Tandis que les plus considérables parmi les chefs étaient ainsi occupés des choses les plus importantes, d'autres nobles et des hommes distingués sortaient du camp, la bannière déployée, et conduisaient le peuple dans les lieux cachés, dans les taillis que les gens du pays leur indiquaient ; ils faisaient ramasser des broussailles et de l'osier, que les chevaux, les ânes et d'autres bêtes de somme transportaient ensuite dans le camp et dont on se servait pour tresser des claies et pour concourir à de plus grands travaux.

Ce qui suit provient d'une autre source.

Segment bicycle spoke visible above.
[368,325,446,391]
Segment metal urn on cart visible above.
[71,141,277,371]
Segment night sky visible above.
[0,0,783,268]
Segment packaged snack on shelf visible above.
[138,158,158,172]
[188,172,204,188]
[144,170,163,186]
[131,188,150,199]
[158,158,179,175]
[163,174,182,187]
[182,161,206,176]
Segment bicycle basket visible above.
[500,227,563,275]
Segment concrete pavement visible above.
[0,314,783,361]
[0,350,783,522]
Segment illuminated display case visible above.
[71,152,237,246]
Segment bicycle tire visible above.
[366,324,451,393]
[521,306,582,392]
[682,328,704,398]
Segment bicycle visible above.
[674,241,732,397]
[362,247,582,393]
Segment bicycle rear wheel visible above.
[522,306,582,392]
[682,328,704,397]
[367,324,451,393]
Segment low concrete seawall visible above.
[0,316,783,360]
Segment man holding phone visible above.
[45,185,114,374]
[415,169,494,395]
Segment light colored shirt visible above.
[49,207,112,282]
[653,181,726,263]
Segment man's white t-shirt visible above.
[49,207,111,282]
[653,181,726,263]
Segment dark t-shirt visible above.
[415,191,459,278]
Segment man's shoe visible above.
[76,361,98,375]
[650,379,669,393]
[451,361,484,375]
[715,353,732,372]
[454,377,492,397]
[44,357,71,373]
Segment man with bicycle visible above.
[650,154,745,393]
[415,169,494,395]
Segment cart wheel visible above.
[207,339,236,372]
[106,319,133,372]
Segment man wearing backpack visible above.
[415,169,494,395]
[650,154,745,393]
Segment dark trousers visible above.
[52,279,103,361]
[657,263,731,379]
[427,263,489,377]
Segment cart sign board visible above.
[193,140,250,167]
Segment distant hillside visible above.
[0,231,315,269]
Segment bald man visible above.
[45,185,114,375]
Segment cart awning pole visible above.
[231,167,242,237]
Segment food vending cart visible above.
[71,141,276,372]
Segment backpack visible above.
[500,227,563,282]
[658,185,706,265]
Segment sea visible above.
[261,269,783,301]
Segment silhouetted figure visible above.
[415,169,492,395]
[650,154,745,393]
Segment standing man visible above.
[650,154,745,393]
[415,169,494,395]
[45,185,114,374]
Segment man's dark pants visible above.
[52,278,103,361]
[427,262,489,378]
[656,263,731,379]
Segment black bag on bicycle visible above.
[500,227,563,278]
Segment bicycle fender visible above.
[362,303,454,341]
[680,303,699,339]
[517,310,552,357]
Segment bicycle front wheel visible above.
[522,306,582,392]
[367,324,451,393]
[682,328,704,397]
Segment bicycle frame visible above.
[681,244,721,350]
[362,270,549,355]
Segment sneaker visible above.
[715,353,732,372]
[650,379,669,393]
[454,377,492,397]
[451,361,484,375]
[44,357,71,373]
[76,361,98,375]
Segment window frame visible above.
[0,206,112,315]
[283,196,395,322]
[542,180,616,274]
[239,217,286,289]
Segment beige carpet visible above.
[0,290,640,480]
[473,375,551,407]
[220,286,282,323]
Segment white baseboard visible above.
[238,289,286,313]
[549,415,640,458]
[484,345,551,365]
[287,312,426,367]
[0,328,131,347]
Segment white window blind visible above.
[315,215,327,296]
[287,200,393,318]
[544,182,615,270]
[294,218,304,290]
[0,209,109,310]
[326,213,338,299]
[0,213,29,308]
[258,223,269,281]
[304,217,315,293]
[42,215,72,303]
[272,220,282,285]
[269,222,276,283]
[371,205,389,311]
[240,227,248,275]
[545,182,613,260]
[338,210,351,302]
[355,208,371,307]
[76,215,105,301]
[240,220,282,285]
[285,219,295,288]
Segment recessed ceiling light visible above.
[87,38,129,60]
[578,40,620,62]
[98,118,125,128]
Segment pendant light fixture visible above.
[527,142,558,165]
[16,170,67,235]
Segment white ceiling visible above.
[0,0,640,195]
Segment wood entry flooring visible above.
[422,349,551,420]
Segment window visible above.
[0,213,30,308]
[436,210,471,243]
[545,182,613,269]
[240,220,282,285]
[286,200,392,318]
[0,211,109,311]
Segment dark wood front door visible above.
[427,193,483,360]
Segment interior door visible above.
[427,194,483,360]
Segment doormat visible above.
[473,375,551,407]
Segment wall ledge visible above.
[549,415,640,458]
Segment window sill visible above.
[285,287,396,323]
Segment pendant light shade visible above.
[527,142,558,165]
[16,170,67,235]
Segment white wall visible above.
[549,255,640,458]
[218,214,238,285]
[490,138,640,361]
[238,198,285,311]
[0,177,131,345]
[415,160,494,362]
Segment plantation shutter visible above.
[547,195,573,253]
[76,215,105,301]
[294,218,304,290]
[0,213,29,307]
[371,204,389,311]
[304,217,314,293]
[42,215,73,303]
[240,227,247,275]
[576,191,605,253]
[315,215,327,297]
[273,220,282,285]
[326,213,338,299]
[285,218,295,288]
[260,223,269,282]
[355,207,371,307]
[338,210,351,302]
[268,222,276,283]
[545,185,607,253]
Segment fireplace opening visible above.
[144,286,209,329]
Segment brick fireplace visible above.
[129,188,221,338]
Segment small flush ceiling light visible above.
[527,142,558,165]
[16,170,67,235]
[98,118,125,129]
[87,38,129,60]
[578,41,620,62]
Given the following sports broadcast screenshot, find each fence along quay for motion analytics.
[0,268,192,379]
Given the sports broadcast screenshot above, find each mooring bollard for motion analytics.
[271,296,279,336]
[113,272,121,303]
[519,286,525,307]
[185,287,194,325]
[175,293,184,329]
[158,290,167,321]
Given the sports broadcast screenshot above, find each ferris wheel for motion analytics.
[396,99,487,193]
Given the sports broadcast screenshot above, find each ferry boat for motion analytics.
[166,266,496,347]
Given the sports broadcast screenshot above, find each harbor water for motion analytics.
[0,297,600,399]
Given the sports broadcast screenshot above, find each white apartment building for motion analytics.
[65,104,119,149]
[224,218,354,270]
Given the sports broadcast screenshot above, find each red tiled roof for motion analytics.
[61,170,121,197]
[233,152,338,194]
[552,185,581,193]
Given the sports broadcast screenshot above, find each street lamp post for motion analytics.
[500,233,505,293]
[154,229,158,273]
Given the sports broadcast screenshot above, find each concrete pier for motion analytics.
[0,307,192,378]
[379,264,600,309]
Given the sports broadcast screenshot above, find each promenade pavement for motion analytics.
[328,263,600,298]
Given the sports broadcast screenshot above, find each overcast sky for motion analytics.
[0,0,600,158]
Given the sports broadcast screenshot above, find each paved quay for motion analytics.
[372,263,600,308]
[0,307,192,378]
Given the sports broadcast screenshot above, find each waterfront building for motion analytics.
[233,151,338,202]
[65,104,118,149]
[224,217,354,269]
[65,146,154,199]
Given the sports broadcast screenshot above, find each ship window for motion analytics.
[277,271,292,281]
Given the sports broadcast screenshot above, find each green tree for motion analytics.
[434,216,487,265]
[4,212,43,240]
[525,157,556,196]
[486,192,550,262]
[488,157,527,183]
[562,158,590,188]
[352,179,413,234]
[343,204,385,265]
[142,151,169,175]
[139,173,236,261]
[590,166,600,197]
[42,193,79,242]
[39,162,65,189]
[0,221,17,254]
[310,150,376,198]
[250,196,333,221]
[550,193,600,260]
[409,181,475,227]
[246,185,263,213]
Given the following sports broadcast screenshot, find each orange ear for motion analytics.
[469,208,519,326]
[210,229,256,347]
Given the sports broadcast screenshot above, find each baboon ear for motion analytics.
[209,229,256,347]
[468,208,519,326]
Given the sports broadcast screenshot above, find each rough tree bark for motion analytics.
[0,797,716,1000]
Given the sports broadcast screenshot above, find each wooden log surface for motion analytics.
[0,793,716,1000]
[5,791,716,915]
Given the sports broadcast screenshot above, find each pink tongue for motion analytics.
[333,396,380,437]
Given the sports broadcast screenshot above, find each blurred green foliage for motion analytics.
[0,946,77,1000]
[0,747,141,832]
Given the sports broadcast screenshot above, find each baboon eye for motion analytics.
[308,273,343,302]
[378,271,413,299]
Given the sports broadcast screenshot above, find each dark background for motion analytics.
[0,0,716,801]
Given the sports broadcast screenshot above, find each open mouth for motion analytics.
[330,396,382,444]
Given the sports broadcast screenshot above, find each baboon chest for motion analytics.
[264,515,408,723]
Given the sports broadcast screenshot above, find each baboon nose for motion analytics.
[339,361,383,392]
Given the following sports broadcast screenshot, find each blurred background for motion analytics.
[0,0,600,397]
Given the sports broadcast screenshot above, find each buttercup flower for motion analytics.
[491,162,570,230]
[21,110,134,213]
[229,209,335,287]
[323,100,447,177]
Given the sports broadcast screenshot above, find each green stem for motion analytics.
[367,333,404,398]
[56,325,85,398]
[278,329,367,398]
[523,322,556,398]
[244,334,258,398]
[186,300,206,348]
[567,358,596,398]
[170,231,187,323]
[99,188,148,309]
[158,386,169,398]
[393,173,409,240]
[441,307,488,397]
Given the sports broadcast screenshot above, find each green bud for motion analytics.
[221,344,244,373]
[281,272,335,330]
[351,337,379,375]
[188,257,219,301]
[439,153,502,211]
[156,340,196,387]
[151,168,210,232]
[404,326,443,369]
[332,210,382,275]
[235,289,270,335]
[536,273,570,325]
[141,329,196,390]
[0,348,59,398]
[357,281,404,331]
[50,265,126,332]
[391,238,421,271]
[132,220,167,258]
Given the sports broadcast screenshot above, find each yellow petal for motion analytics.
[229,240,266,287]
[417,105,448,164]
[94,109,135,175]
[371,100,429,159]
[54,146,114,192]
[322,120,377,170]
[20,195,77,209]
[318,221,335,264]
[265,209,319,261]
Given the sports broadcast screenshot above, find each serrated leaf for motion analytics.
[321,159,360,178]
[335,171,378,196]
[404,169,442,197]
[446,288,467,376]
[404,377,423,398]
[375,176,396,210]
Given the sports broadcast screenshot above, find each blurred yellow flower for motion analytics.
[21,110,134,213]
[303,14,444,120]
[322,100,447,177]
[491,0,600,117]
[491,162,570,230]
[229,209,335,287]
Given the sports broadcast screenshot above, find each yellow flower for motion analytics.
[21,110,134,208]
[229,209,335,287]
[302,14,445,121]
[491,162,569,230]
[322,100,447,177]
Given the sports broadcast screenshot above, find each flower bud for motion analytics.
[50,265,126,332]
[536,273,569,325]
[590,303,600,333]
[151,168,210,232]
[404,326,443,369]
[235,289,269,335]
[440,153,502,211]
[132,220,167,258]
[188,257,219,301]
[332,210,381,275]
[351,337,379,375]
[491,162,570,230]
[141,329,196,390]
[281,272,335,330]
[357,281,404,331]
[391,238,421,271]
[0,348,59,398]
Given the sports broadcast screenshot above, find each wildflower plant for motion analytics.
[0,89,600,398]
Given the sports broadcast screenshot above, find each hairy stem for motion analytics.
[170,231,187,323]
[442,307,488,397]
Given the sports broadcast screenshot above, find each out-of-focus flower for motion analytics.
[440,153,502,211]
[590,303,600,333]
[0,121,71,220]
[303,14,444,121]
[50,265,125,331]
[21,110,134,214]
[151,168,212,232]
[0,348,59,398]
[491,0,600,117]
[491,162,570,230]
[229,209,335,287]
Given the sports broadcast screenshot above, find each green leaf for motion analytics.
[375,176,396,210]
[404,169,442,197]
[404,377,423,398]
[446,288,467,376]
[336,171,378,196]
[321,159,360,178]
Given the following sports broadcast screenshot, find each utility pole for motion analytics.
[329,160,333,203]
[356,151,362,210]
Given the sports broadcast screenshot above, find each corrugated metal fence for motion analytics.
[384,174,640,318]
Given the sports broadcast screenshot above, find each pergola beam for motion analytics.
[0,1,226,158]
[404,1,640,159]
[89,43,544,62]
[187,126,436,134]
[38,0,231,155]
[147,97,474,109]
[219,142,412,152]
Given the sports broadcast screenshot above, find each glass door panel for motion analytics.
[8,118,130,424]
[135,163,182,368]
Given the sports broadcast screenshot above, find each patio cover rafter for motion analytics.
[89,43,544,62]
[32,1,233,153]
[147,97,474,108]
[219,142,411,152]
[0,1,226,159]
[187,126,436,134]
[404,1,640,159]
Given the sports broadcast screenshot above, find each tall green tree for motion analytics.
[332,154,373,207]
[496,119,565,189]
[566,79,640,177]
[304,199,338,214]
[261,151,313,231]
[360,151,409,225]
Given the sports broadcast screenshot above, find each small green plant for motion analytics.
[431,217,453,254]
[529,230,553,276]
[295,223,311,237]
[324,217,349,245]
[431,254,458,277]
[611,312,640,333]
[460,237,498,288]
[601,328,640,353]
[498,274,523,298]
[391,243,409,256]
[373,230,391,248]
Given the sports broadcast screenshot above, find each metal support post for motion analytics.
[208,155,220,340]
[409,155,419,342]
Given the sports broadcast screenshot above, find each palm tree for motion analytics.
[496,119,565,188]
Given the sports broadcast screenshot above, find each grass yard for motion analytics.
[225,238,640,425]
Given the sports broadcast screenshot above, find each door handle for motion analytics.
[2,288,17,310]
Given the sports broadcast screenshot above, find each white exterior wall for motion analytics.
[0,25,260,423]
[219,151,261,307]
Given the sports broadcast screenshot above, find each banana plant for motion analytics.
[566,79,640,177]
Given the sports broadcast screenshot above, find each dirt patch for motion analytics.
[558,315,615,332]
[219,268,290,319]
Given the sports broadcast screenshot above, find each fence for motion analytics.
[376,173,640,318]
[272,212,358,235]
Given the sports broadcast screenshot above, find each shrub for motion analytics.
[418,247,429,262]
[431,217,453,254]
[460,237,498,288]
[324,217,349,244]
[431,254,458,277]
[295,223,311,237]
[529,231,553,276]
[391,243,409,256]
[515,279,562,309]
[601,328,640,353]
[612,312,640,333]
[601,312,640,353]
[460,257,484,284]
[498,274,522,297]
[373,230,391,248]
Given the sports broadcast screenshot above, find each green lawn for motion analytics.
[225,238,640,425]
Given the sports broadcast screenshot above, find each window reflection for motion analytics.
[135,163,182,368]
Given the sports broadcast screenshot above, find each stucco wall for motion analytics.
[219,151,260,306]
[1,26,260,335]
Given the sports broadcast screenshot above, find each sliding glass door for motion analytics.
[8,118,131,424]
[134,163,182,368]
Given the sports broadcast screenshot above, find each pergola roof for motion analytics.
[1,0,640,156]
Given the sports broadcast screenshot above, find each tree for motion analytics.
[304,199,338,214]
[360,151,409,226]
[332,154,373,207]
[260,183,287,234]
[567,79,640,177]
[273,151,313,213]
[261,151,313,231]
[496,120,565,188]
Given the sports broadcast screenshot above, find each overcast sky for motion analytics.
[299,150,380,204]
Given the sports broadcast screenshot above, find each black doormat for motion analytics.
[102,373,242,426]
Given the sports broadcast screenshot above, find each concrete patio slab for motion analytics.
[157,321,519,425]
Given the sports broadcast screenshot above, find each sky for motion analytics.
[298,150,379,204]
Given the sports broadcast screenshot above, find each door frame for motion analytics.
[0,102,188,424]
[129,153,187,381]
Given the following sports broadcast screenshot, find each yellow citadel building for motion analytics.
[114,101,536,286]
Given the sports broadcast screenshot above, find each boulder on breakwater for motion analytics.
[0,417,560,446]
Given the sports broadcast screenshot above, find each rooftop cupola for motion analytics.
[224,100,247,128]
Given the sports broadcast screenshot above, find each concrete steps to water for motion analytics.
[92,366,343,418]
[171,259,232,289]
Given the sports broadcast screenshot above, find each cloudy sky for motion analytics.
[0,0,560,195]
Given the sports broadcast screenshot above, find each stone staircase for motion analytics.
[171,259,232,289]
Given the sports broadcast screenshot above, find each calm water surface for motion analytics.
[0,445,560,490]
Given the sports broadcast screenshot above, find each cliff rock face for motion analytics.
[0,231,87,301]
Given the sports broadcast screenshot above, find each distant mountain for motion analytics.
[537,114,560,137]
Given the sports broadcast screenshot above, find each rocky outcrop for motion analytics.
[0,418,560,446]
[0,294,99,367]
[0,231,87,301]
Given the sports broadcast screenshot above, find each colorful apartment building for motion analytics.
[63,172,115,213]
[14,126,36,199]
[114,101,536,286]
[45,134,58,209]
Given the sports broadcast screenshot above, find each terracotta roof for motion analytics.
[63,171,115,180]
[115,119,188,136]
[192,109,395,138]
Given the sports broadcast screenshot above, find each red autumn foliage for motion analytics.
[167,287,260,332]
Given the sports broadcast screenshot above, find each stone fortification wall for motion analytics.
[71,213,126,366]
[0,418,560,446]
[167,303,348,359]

De toutes parts on se livrait à ces divers ouvrages avec un zèle extrême ; on ne voyait pas dans le camp un seul homme inoccupé, ou qui se permît de s'engourdir dans l'oisiveté ; chacun faisait quelque chose, et nul ne cherchait à établir une distinction sur les divers genres de travaux qui pouvaient convenir à des conditions diverses. Tout ce qui pouvait être de quelque utilité faisait, à qui que ce fut, une occupation honorable. Le riche et le pauvre mettaient également la main à l'œuvre, on ne connaissait plus aucune inégalité de rang, et partout on trouvait le même zèle, la même assiduité au travail. Celui qui avait plus de mérite montrait plus d'ardeur et produisait plus de choses ; celui qui en avait moins ne laissait pas d'être admis et employé à un ouvrage quelconque. Tous enfin regardaient comme nulles les souffrances qu'ils avaient endurées pendant leur voyage s'il leur était permis de recueillir le fruit de tant de travaux et d'entrer dans cette ville pour laquelle ils avaient supporté tant de maux ; tout ce qu'on pouvait leur demander, dans ce but, leur paraissait léger et facile, pourvu qu'ils pussent croire que c'était un moyen de concourir à l'accomplissement de leurs voeux.